Of course, given the familiarity of our past it is easy to want to jump to a destination, to consider that we are heading somewhere. As I share bits of this journey with friends, I seek to label “us,” as something recognizable.
Yet, he lives far away, and each of us, for different reasons, is not likely to relocate any time soon, so I have no idea how this relationship will evolve. But as a friend told me recently, there are many ways to be in relationship, life is fluid that way. It does not have to be the picket fence and the wedding ring, or even a traditional monogamous scenario. Anything is possible.
Life is fluid. I like that, it is a comforting thought. It means I don’t have to figure it all out. It gives me, us, permission, freedom, to find our own way.
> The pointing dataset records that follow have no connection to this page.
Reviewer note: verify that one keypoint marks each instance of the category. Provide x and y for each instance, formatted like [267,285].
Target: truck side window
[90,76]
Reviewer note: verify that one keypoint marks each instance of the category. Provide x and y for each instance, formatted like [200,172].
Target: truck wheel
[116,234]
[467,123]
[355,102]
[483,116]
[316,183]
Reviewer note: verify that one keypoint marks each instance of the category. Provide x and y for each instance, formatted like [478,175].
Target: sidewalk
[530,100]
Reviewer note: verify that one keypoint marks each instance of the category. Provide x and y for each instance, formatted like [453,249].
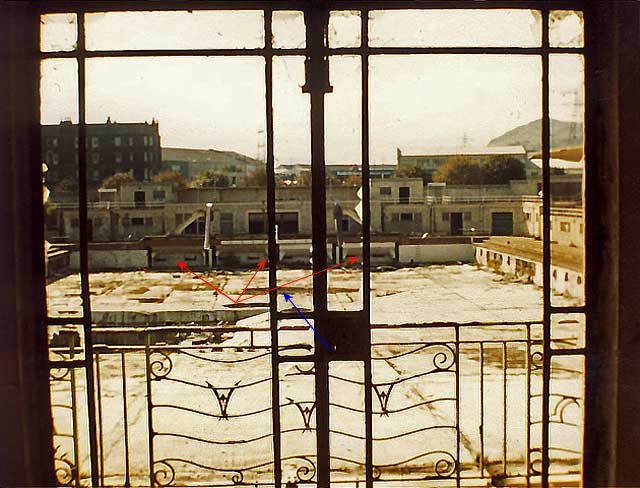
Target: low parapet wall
[564,280]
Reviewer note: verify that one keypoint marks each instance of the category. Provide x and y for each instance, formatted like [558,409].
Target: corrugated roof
[204,155]
[456,151]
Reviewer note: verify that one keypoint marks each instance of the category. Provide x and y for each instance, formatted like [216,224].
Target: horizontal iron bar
[140,53]
[76,363]
[62,6]
[581,351]
[351,51]
[295,359]
[456,324]
[65,320]
[572,309]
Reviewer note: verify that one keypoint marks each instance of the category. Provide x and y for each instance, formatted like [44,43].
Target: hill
[563,134]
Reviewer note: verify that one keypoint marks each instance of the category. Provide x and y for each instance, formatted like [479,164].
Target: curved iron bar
[443,468]
[207,387]
[224,361]
[303,473]
[403,409]
[165,475]
[65,371]
[64,469]
[395,382]
[397,436]
[563,404]
[212,415]
[157,367]
[61,405]
[395,356]
[535,360]
[559,422]
[240,441]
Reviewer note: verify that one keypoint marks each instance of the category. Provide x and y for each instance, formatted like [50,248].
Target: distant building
[431,159]
[294,170]
[111,148]
[191,163]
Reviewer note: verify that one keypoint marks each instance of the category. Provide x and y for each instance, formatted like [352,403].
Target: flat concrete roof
[531,249]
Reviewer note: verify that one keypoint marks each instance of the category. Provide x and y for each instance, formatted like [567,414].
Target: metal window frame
[315,14]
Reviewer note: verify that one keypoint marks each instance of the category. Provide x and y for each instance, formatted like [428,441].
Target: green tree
[414,171]
[115,180]
[459,171]
[210,179]
[174,178]
[501,169]
[256,178]
[66,184]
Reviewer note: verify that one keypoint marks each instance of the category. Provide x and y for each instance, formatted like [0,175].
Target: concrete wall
[111,259]
[564,281]
[435,253]
[567,224]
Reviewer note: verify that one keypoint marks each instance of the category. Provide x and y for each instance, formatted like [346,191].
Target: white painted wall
[436,253]
[112,259]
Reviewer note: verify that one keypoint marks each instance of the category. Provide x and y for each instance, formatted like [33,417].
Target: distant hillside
[563,134]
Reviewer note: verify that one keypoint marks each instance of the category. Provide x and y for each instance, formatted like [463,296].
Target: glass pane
[458,127]
[414,405]
[566,108]
[344,183]
[347,421]
[298,424]
[59,118]
[176,167]
[288,29]
[566,418]
[58,32]
[567,331]
[175,30]
[296,337]
[70,426]
[455,28]
[345,28]
[566,28]
[292,151]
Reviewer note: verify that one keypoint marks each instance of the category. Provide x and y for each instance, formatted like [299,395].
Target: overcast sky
[415,101]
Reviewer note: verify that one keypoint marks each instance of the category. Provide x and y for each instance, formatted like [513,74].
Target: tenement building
[112,147]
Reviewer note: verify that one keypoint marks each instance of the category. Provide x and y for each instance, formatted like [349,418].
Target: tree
[210,179]
[414,171]
[459,171]
[501,169]
[65,185]
[174,178]
[497,171]
[115,180]
[257,178]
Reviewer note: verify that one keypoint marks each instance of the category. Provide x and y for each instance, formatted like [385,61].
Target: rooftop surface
[455,293]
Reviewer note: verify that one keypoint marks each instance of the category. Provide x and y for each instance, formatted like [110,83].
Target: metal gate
[468,404]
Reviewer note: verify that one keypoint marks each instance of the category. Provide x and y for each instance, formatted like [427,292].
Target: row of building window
[117,141]
[54,158]
[465,216]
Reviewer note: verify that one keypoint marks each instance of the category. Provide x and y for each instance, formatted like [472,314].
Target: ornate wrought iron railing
[454,404]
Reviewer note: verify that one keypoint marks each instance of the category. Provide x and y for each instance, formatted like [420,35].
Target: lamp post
[207,234]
For the moment, in this moment (for in truth that is all that we have), he is friend, lover, keeper of my secrets. He is not afraid of my storms, my darkness, my tears. I do not have to pretend. He supports my creativity, listens to my rants, makes me laugh, and reminds me that I am a woman, passionate and alive, with a life yet to live.
Over time, there are longer and longer periods when it is no longer about grieving and letting go of the past, but rather it is about looking forward, towards this new life unfolding.
I hear him, my husband, as I write this post, “Be happy, my love. Be happy.”
Not the end of the road, but rather, the beginning.